The currently leading artificial neural network (ANN) models of the visual ventral stream -- which are derived from a combination of performance optimization and robustification methods -- have demonstrated a remarkable degree of behavioral alignment with humans on visual categorization tasks. Extending upon previous work, we show that not only can these models guide image perturbations that change the induced human category percepts, but they also can enhance human ability to accurately report the original ground truth. Furthermore, we find that the same models can also be used out-of-the-box to predict the proportion of correct human responses to individual images, providing a simple, human-aligned estimator of the relative difficulty of each image. Motivated by these observations, we propose to augment visual learning in humans in a way that improves human categorization accuracy at test time. Our learning augmentation approach consists of (i) selecting images based on their model-estimated recognition difficulty, and (ii) using image perturbations that aid recognition for novice learners. We find that combining these model-based strategies gives rise to test-time categorization accuracy gains of 33-72% relative to control subjects without these interventions, despite using the same number of training feedback trials. Surprisingly, beyond the accuracy gain, the training time for the augmented learning group was also shorter by 20-23%. We demonstrate the efficacy of our approach in a fine-grained categorization task with natural images, as well as tasks in two clinically relevant image domains -- histology and dermoscopy -- where visual learning is notoriously challenging. To the best of our knowledge, this is the first application of ANNs to increase visual learning performance in humans by enhancing category-specific features.

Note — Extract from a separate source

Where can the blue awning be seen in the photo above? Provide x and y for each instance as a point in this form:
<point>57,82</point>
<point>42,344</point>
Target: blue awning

翻译：目前领先的视觉腹侧通路人工神经网络模型——这些模型源自性能优化与鲁棒化方法的结合——已在视觉分类任务中展现出与人类行为的高度一致性。在先前研究基础上，我们证明这些模型不仅能指导改变人类类别感知的图像扰动，还能提升人类准确报告原始真实类别的能力。此外，我们发现这些模型无需调整即可预测人类对单张图像的正确反应比例，为每张图像的相对难度提供了简单且与人类对齐的估计器。基于这些发现，我们提出增强人类视觉学习的方法，以提升测试阶段的人类分类准确率。我们的学习增强方法包括：（i）根据模型估计的识别难度选择图像；（ii）对初学者使用有助于识别的图像扰动。研究发现，结合这些基于模型的策略可使测试分类准确率相对未干预对照组提升33-72%，尽管使用的训练反馈试验次数相同。令人惊讶的是，除准确率提升外，增强学习组的训练时间也缩短了20-23%。我们在自然图像的细粒度分类任务，以及两个具有临床意义的图像领域——组织病理学和皮肤镜影像——中验证了方法的有效性，这些领域的视觉学习素来具有挑战性。据我们所知，这是首次通过增强类别特异性特征将人工神经网络应用于提升人类视觉学习性能的研究。